Your Browser Has a Remote Control — And Nobody Told You
3 tools that let AI agents drive Chrome. I tested all three. Here's what actually happens.
Every Chrome browser ships with a hidden feature that almost nobody talks about: a remote control API called the Chrome DevTools Protocol (CDP). It's the same protocol that powers Chrome DevTools — the thing you open when you press F12. But here's the part that changes everything: any program can use it. Including AI agents.
I've been using CDP daily for over a year to let AI agents browse the web using my real browser — with all my logged-in sessions intact. No passwords shared. No API keys. No OAuth flows. The AI just uses my browser like I would.
Three major tools have emerged to give AI agents this superpower. I tested all three on the same task, with the same browser, and discovered something that most tutorials and docs don't tell you.
The Three Contenders
| Playwright MCP | Chrome DevTools Protocol | agent-browser | |
|---|---|---|---|
| Made by | Microsoft | Google (built into Chrome) | Vercel Labs |
| GitHub Stars | 29,000+ | Built-in (no repo needed) | 23,500+ |
| Language | TypeScript | Any (HTTP + WebSocket) | Rust |
| Latest Version | v0.0.68 | Ships with Chrome | v0.21.2 |
| Install | npx @playwright/mcp |
Already in your browser | npm i -g agent-browser |
They all use CDP under the hood. But they use it very differently — and that difference matters more than you'd think.
Setting It Up (60 Seconds)
Before we compare the tools, let's enable Chrome's remote control. It takes one command.
Start Chrome with remote debugging:
# macOS
"/Applications/Google Chrome.app/Contents/MacOS/Google Chrome" --remote-debugging-port=9222
# Linux
google-chrome --remote-debugging-port=9222
# Windows
chrome.exe --remote-debugging-port=9222
Verify it's working:
curl http://localhost:9222/json/version
If you see a JSON response with your Chrome version, you're ready.
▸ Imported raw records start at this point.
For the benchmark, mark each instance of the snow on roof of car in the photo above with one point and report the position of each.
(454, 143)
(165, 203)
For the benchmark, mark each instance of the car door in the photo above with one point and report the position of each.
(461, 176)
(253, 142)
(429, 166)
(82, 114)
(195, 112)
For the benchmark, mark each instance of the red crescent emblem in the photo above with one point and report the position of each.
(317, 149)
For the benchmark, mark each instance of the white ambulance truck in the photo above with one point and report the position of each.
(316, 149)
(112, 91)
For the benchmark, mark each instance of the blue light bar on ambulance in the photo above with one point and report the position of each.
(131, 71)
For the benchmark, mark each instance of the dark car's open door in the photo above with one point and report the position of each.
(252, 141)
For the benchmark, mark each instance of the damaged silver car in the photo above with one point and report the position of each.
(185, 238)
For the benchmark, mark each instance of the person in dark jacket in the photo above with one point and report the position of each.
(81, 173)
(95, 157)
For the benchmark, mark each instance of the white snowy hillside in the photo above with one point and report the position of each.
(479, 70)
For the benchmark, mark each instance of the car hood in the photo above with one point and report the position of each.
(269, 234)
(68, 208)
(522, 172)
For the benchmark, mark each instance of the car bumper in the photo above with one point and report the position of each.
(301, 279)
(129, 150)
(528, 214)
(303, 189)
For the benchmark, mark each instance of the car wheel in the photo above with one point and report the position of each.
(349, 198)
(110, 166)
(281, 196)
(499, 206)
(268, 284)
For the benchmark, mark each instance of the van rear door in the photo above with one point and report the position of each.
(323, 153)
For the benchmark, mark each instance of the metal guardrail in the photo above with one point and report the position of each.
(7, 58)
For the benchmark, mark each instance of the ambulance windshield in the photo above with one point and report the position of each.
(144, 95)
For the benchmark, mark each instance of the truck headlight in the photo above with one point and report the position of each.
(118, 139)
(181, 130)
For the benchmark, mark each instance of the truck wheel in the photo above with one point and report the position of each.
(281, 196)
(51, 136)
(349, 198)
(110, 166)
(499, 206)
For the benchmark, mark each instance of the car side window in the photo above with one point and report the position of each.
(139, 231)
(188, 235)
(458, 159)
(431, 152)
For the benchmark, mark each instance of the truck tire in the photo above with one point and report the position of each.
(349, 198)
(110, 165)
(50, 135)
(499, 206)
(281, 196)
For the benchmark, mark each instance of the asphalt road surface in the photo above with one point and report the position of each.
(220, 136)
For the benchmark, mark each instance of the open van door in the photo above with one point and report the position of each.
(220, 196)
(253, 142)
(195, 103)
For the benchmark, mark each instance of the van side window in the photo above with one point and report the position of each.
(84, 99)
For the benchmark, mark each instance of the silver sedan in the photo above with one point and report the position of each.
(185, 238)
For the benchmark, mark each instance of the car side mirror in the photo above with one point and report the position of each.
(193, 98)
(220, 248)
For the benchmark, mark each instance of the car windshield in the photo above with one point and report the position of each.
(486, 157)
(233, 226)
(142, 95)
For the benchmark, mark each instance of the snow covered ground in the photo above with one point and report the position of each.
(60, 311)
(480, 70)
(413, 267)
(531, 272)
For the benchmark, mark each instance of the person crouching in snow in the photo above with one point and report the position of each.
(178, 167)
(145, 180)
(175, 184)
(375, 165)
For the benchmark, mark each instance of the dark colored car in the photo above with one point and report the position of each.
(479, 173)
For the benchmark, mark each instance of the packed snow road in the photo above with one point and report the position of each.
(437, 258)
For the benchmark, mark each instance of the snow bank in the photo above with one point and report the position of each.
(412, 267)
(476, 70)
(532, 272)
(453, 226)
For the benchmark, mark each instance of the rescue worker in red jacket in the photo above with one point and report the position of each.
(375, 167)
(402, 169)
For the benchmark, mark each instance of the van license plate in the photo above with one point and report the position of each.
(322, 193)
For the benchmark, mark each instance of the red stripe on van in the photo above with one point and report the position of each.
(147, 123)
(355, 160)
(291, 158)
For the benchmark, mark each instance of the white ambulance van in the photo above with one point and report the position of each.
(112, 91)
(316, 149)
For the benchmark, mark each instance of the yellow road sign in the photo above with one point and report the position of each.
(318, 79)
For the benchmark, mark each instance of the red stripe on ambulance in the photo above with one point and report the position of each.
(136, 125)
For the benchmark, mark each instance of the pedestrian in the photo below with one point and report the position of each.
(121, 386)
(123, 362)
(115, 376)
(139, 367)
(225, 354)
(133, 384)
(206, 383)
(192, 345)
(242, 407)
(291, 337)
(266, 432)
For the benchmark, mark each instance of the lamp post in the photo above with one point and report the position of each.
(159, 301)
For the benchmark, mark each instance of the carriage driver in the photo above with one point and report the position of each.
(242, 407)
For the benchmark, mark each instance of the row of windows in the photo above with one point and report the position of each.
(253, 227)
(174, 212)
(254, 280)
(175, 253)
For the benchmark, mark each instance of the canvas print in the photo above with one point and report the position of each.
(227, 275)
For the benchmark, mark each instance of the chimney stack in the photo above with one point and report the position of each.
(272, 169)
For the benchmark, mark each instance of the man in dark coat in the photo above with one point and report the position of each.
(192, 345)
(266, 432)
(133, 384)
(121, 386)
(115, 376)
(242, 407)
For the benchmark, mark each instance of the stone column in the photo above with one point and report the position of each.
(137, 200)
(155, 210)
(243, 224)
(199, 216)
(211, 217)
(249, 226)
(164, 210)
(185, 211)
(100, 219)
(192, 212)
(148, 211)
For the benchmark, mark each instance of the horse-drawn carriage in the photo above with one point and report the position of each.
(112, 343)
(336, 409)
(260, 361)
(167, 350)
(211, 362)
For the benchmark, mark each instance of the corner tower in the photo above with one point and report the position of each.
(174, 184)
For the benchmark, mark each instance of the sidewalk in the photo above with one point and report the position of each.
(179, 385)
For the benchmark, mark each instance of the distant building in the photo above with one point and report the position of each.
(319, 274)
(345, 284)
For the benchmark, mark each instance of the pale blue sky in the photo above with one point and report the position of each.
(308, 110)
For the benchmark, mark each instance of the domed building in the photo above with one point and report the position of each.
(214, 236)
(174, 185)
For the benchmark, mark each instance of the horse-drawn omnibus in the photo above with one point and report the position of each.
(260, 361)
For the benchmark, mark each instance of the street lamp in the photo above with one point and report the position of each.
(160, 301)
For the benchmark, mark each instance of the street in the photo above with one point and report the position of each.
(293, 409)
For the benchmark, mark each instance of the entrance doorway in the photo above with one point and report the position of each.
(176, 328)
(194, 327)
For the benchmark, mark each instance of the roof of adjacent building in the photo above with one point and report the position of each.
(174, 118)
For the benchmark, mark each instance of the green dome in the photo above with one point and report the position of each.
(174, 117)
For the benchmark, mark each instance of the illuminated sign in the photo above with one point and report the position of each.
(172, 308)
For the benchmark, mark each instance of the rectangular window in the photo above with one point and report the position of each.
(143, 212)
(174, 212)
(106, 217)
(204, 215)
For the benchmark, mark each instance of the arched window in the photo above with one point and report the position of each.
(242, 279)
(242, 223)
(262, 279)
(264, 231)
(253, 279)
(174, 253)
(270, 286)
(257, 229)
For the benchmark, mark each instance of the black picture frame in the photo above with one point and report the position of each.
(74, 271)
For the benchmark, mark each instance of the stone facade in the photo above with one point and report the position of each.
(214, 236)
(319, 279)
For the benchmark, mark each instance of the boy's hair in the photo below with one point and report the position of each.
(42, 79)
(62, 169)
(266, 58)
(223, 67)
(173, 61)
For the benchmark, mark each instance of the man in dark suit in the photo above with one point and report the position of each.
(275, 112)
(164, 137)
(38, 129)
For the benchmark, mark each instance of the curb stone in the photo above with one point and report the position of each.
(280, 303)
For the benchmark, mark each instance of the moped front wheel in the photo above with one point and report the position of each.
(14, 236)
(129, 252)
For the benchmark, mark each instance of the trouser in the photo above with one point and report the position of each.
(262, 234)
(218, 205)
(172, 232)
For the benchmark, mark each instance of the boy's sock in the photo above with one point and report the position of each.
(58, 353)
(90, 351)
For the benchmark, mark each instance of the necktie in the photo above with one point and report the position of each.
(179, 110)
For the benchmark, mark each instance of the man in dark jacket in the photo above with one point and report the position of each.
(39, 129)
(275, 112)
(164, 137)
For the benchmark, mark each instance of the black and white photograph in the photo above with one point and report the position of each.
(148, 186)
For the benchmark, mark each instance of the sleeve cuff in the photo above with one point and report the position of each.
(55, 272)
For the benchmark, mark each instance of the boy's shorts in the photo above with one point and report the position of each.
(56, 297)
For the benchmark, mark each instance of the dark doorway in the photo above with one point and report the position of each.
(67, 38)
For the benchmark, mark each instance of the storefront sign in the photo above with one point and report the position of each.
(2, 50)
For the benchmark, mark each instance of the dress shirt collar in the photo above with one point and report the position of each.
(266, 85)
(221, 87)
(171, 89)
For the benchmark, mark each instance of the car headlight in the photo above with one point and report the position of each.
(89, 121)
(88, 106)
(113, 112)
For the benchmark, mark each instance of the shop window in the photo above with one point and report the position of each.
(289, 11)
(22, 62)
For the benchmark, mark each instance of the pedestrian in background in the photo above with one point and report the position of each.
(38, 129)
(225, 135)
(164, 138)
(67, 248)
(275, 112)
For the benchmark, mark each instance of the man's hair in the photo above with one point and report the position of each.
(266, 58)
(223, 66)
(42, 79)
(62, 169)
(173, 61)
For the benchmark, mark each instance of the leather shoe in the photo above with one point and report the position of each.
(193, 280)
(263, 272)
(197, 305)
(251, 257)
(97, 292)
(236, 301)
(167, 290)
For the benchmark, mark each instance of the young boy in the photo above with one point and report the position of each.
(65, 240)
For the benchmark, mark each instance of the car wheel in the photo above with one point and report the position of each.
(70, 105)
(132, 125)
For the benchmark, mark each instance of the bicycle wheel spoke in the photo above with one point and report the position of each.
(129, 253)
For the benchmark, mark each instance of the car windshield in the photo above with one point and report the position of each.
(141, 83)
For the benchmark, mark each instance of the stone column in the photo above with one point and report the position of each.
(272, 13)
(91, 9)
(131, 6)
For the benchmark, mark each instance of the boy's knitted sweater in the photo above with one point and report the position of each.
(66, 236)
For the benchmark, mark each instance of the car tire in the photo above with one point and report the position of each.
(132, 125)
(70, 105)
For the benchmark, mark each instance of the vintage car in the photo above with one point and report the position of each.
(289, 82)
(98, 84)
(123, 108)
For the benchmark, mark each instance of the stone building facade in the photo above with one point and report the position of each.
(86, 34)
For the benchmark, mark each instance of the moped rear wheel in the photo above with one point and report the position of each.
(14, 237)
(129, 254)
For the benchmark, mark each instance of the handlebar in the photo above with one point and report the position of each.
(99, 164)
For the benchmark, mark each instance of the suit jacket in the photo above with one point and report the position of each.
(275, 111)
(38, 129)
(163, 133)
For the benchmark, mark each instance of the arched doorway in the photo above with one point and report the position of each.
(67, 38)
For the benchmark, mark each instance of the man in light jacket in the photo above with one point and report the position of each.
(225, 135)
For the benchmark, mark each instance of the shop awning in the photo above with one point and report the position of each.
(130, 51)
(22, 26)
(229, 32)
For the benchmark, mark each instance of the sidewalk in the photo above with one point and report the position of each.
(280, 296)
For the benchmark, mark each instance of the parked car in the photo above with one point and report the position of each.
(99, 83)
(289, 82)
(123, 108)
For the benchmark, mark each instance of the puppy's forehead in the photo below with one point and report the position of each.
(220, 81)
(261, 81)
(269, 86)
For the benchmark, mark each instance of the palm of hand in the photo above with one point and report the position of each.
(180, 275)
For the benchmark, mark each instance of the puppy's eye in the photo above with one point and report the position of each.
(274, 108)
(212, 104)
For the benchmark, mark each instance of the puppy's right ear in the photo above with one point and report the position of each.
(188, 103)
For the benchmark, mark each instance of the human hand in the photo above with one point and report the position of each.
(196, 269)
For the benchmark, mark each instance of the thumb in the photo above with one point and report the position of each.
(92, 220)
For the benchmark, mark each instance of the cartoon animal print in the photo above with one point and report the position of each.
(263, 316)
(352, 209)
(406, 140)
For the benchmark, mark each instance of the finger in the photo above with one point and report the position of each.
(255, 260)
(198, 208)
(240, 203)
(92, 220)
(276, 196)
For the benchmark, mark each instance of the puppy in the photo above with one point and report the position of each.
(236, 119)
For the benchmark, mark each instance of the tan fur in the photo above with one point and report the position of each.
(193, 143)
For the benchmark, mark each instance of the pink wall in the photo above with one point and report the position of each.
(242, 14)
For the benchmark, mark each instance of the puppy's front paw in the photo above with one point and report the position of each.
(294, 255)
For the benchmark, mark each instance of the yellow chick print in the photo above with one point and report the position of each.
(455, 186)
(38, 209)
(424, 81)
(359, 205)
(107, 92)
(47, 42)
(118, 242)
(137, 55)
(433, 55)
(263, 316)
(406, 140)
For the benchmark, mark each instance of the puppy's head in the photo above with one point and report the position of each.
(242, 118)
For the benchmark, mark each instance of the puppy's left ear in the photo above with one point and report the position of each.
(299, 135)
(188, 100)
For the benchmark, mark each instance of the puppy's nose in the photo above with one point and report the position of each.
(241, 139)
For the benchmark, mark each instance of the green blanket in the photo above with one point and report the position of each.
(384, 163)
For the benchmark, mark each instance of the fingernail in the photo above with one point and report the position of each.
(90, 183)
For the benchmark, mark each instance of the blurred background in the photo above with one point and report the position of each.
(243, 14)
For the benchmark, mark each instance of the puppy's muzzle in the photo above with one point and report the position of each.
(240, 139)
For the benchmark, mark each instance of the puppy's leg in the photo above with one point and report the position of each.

That's the entire setup.
What just happened? You told Chrome to listen on port 9222 for remote control commands. Any program on your machine can now send instructions to your browser — open tabs, read pages, click buttons, fill forms, take screenshots.
Seeing It in Action: agent-browser
Let's start with the most beginner-friendly tool. agent-browser by Vercel Labs gives you 108+ simple commands to control Chrome from your terminal.
Install it:
npm install -g agent-browser
agent-browser install # Downloads a browser (first time only)
Fill a form in 4 commands:
Here's what happens at each step:
Step 1 — Open a page. Just like clicking a link, but from the command line.
Step 2 — Snapshot. This is the magic for AI agents. Instead of raw HTML, you get a clean list of interactive elements with reference IDs like [ref=e2]. An AI agent reads this and knows exactly what's on the page.
Step 3 — Interact. Use those ref IDs to fill fields, click buttons, check boxes. agent-browser fill @e2 "John Doe" fills the customer name field. Simple.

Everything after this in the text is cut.